Seattle has a homeless crisis that is exasperated by the fact that the bureaucrats do not enforce laws related to loitering, trespassing, public defecation, drug use and prostitution.
See the following:
- Seattle is a “fair” and “just” city for all, quashing outstanding warrants for low-level, non-violent offenders
- Homeless Seattle man, accused of a stabbing, on the loose after failing to show up for court-appointed treatment program
- Homeless carrying weapons are “slipping through security” at King County Courthouse
- Liberal utopia of Seattle: Prostitutes flooding the streets due to lack of law enforcement
- Scared in Seattle: Citizens terrorized by the homeless & sidewalks turned into toilets
- Seattle Police refused to remove homeless from construction site before they caused $1.3 million fire damage
A homeowner in the Magnolia area of Seattle tried to sell her house this past summer and was stalked by a “squatter” who had mental issues. The squatter claimed the house was his, trespassed on her property and tried to introduce himself as the new homeowner.
The homeowner called into the Dori Monson show to share her story. As reported by MyNorthwest.com:
“Soon after Lisa (name changed) put her Magnolia home on the market in late July, she said that a strange man began intruding on her property and in her home, acting like he lived there; setting up tents on her property, sometimes with another man; taking photos of her yard and neighbor’s yards and putting them on social media; introducing himself to neighbors as the new buyer of the house; and attempting to get into their homes by pretending to be an exterminator.

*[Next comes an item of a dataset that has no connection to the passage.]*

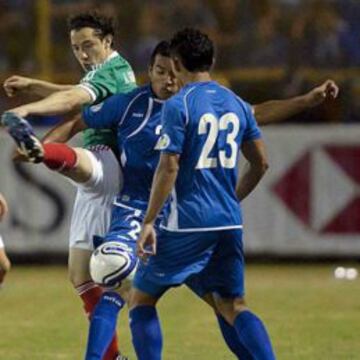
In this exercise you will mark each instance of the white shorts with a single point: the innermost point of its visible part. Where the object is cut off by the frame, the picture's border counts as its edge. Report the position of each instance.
(92, 208)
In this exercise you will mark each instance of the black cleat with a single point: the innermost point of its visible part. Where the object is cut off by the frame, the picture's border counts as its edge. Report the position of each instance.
(23, 134)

“We didn’t know what this guy was capable of for a long time, and so we were being as vigilant as we could … You don’t know what type of person you’re dealing with,” she said.
Lisa, who has since sold the house, had said at the time that despite living in terror for a week, police did not go after the Magnolia squatter in a timely fashion; it was not until after her story had been featured on the Dori Monson Show multiple times that police finally gave her a response she felt was appropriate to the situation.
“It took going on the show to get any response,” she said.
That said, she remains very grateful for the diligence and attention shown to her case after that by a Seattle Police Department task force.
“They came by the property every single day … I was really pleased with the response that we ended up getting after the show, so a shoutout to SPD,” she said.
While this was going on, Lisa figured out the man’s address and workplace through some sleuthing of her own. She gave this information to police, who initially said that they could not do anything because he lived out of their jurisdiction, but later were able to go to the man’s house and arrest him.
However, the Magnolia squatter spent just “24 hours and 10 minutes” in jail, according to Lisa. She pressed charges — which resulted in a grand total of a protection order, a $25 bail charge, and 30 hours of community service for the man.
“Only 30 hours of community service, Dori, for all that we endured — 30 hours of community service,” Lisa said.
In court, the man revealed to the judge that he has ADA-recognized bipolar disorder and was in a manic episode at the time of the squatting and stalking. “I empathize with people who are going through difficulties like that,” Lisa said, but “it doesn’t make it okay to terrorize a neighborhood and put everybody through what he did. There have to be consequences, regardless of what’s going on.”
Luckily, the judge did order the man to obtain mental health treatment, which Lisa sincerely hopes will aid him. While she is disappointed that he did not serve a greater sentence for all of the fear and emotional turmoil he caused her, she no longer worries about the effect that this man will have on her life.
“I do think that this person was really sick, and that breaks my heart, but they’re getting away with too much still, and we have to constantly think about our safety in this city … I hope that he’s getting the help that he needs,” she said.”
I’d bet the odds are pretty high that this squatter isn’t going to attend court-mandated mental health treatment program. And that the odds are pretty high will keep hearing about criminal activities in Seattle going unchecked.